Une législation difficile

Dans l’ensemble, la tempête a commencé à faire bouger certaines choses en Italie d’une manière inhabituelle. Surtout, elle a relancé le débat sur ce que l’on appelle le « vengeance porno » et la diffusion non consensuelle d’images intimes sur Internet. En effet, bien qu’il existe en Italie depuis 2019 une loi qui prévoit des sanctions allant jusqu’à six ans pour la diffusion de contenus sans consensus, les analystes ont souligné des difficultés dans l’application de la législation car les utilisateurs sont souvent anonymes et les fournisseurs sont situés hors d’Italie.

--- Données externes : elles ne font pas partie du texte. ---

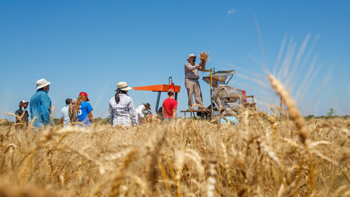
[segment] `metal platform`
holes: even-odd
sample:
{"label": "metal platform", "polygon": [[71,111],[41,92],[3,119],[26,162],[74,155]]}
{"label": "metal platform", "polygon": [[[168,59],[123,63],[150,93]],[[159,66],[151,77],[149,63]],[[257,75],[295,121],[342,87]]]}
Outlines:
{"label": "metal platform", "polygon": [[181,113],[184,113],[184,114],[185,115],[185,118],[186,118],[186,114],[187,112],[190,112],[190,114],[191,114],[191,117],[192,118],[192,116],[195,116],[194,115],[194,112],[209,112],[211,113],[211,109],[193,109],[192,110],[182,110],[180,111]]}

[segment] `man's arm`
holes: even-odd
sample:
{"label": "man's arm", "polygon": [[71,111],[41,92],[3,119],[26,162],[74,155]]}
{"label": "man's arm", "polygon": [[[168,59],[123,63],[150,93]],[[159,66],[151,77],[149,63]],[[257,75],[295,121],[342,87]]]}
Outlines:
{"label": "man's arm", "polygon": [[24,116],[24,114],[25,114],[25,112],[26,112],[26,110],[25,110],[25,109],[24,109],[23,111],[23,113],[22,113],[22,115],[21,115],[20,116],[19,116],[19,114],[18,114],[17,113],[16,113],[16,115],[17,115],[17,116],[16,116],[16,119],[17,119],[17,120],[21,122],[22,119]]}
{"label": "man's arm", "polygon": [[134,102],[132,99],[130,99],[130,101],[129,103],[129,114],[130,116],[130,119],[131,119],[131,123],[133,125],[137,125],[137,120],[136,120],[136,114],[135,112],[135,107],[134,107]]}
{"label": "man's arm", "polygon": [[88,116],[89,116],[89,120],[90,121],[90,123],[93,123],[93,116],[92,116],[92,114],[91,112],[91,111],[90,111],[88,113]]}
{"label": "man's arm", "polygon": [[173,119],[174,120],[176,120],[176,109],[173,109]]}
{"label": "man's arm", "polygon": [[40,108],[41,116],[43,118],[43,123],[45,125],[50,125],[50,115],[51,115],[51,100],[47,95],[40,96],[40,98],[41,99]]}
{"label": "man's arm", "polygon": [[109,103],[109,107],[108,107],[108,116],[109,117],[109,124],[113,125],[113,107]]}
{"label": "man's arm", "polygon": [[187,71],[193,71],[196,69],[198,69],[199,68],[199,65],[197,64],[194,64],[194,66],[192,66],[191,64],[186,62],[185,64],[185,70]]}
{"label": "man's arm", "polygon": [[61,125],[63,124],[63,109],[61,110]]}
{"label": "man's arm", "polygon": [[162,105],[162,114],[163,114],[163,117],[165,117],[165,109],[164,109],[164,107]]}

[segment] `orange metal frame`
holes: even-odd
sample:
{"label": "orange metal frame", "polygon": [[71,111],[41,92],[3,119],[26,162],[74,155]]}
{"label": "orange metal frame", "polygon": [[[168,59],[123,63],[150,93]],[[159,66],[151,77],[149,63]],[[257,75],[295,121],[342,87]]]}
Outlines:
{"label": "orange metal frame", "polygon": [[[174,86],[175,87],[175,92],[180,92],[179,86]],[[155,85],[153,86],[139,86],[138,87],[134,87],[135,90],[145,90],[152,91],[162,91],[167,92],[170,85]]]}

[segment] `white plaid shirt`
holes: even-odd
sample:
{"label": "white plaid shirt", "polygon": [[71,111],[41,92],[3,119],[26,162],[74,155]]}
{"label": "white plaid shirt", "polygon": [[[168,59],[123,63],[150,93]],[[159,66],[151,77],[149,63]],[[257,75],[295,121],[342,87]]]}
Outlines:
{"label": "white plaid shirt", "polygon": [[125,94],[120,93],[119,96],[120,100],[118,104],[116,102],[114,96],[109,100],[109,123],[113,126],[117,125],[127,126],[130,126],[131,123],[137,125],[132,99]]}

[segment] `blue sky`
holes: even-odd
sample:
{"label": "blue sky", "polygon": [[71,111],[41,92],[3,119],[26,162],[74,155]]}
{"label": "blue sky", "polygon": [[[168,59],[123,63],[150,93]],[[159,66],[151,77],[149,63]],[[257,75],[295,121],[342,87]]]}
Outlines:
{"label": "blue sky", "polygon": [[[178,110],[185,109],[184,64],[189,54],[203,51],[210,53],[207,68],[235,70],[229,84],[268,109],[279,99],[266,71],[273,72],[284,41],[276,73],[281,71],[280,79],[303,114],[324,115],[330,108],[349,114],[350,3],[305,1],[1,1],[0,118],[13,119],[4,112],[30,100],[41,78],[52,82],[55,118],[66,98],[82,91],[93,115],[107,117],[118,82],[167,84],[169,76],[181,86]],[[200,83],[209,105],[209,86]],[[129,94],[136,107],[149,102],[154,110],[156,93]]]}

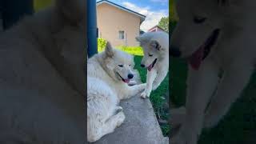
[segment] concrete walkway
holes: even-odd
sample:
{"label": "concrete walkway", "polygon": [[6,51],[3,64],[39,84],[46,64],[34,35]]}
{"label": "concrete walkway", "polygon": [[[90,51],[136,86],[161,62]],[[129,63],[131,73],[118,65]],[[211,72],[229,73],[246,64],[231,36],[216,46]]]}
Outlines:
{"label": "concrete walkway", "polygon": [[121,102],[126,120],[112,134],[94,144],[167,144],[150,100],[139,96]]}

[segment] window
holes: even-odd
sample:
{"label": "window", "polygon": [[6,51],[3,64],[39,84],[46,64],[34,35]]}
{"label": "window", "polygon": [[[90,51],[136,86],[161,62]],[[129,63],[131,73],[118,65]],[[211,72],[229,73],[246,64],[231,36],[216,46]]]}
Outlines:
{"label": "window", "polygon": [[125,31],[119,31],[119,39],[125,38]]}

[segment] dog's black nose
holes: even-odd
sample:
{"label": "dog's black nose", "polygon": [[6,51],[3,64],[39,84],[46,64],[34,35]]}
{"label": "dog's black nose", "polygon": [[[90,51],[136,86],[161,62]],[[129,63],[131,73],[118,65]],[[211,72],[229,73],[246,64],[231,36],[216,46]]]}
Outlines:
{"label": "dog's black nose", "polygon": [[170,46],[170,54],[173,57],[180,57],[182,53],[176,46]]}
{"label": "dog's black nose", "polygon": [[134,74],[128,74],[128,78],[131,79],[133,78],[134,78]]}

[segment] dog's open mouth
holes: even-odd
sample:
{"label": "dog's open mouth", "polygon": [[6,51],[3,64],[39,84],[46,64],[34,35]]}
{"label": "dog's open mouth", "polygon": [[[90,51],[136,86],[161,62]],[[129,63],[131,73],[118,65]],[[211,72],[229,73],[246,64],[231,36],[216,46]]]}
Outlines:
{"label": "dog's open mouth", "polygon": [[189,63],[194,70],[198,70],[202,61],[210,54],[211,47],[215,44],[219,34],[219,29],[215,29],[210,36],[206,39],[199,49],[195,51],[190,58]]}
{"label": "dog's open mouth", "polygon": [[119,73],[117,73],[117,74],[119,75],[119,77],[121,78],[121,79],[122,79],[122,82],[126,82],[126,83],[129,83],[129,82],[130,82],[130,79],[129,79],[129,78],[125,79],[125,78],[123,78],[119,74]]}
{"label": "dog's open mouth", "polygon": [[154,64],[157,62],[157,60],[158,60],[158,58],[155,58],[155,59],[153,61],[153,62],[152,62],[149,66],[147,66],[147,70],[148,70],[149,71],[150,71],[150,70],[153,69],[153,67],[154,66]]}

« Cela montre qu’une réponse purement pénale est insuffisante si elle n’est pas accompagnée d’une proposition institutionnelle éducative, tant en termes d’éducation sexuelle que numérique, car les forces de l’ordre n’ont pas les moyens de répondre à un écosystème aussi vaste et difficile à retracer », a expliqué Valeria Campagna, secrétaire adjointe du Parti démocrate dans la région du Latium et dont les images ont également été diffusées sur Phica. « Nous savons qu’il y a beaucoup de travail à faire et que cela prendra du temps, mais il n’est pas vrai qu’il n’est pas possible de changer les choses », a-t-elle ajouté, se disant toujours « dégoûtée, en colère, déçue » par la situation.

La dignité piétinée

Meloni elle-même s’est également exprimée sur l’affaire. « Je suis indignée par ce qui s’est passé et je veux exprimer ma solidarité et ma proximité avec toutes les femmes qui ont été offensées, insultées et violées dans leur vie privée par les administrateurs de ce forum et ses utilisateurs », a déclaré le Premier ministre dans une interview au journal italien. Corriere della Sera. « Il est décourageant de voir qu’en 2025 il y a encore ceux qui considèrent normal et légitime de fouler aux pieds la dignité d’une femme et de l’attaquer avec des insultes sexistes et vulgaires, en se cachant derrière l’anonymat ou derrière un clavier », a-t-il ajouté.

De son côté, Phica, dans sa dernière déclaration visible sur la page, s’est défendue. « Bonjour à tous. Il est temps de clarifier les choses. Phica est née comme une plateforme de débat et d’échange personnel, avec un espace dédié à ceux qui souhaitent se certifier et partager leurs contenus dans un environnement sécurisé », a-t-il écrit. « Malheureusement, comme dans tout réseau social, il y a toujours des gens qui abusent des plateformes, portant atteinte à leur essence et à leur objectif initial », ont-ils poursuivi, rejetant également les accusations d’extorsion.